Figure 4 : L'exploration des principaux facteurs de survie suggère des combinaisons thérapeutiques potentielles. Le lien 'Datasets' sur la barre de menu de la page d'accueil conduit à une table concise des facteurs de survie classés par p-valeur, avec l'annotation GO haut (non montré). Utilisant cette information pour le mélanome, la combinaison du facteur 171 pour la fonction immunisée avec le facteur 88 pour l'organisation de mitochondndrion semble complémentaire. La figure montre des fenêtres d'annotation pour chacun des facteurs côte à côte pour les contraster. Les courbes de survie pour les patients stratifiés par les deux facteurs individuellement ou ensemble indiquent que la combinaison augmente le différentiel de survie par rapport à l'un ou l'autre facteur seul. Veuillez cliquer ici pour voir une version plus grande de ce chiffre.

Figure 5 : La page de recherche facilite l'analyse pancancéreuse.
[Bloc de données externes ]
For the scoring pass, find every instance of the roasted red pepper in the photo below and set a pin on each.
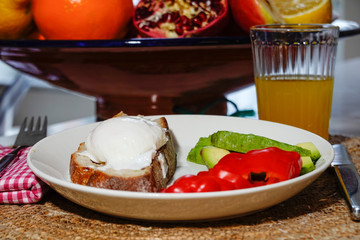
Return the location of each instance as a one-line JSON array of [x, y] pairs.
[[237, 171]]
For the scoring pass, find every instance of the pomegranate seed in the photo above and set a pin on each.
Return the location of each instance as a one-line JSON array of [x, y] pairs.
[[217, 7], [197, 21], [152, 24], [188, 27], [142, 12], [184, 20], [174, 16], [202, 16], [179, 31]]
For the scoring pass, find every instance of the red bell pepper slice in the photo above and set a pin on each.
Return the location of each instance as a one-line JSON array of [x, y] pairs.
[[277, 164], [238, 171]]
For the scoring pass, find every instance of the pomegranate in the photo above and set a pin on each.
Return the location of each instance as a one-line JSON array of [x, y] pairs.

Les gènes ou les termes de processus biologique GO peuvent être recherchés dans tous les ensembles de données à l'aide du lien de recherche à partir de la page d'accueil. La figure montre les résultats de recherche pour le gène FLT1 et le terme GO 'angiogenesis'. Les résultats montrent la présence de FLT1 dans les facteurs annotés avec le terme «angiogenèse» à travers les cancers. Veuillez cliquer ici pour voir une version plus grande de ce chiffre.

Figure 6 : Les cartes thermiques peuvent être utilisées pour évaluer qualitativement les corrélations entre les gènes et les échantillons en fonction du score des facteurs. Les relations d'expression génique de haute qualité sont montrées par gradation lisse quand les patients sont commandés par le score de facteur dans les cartes thermiques. La carte thermique la plus à gauche pour le facteur 18 en est un exemple. Les modèles peuvent également englober des signatures complexes d'expression de haut en bas comme dans la carte thermique moyenne grande pour le facteur 11. Des modèles de qualité inférieure montrent parfois des changements brusques dans l'expression pour un sous-groupe de patients comme dans le facteur 9 heatmap sur les corrélations droites ou simples très bruyantes comme dans le facteur 161 heatmap en bas à droite. Veuillez cliquer ici pour voir une version plus grande de ce chiffre.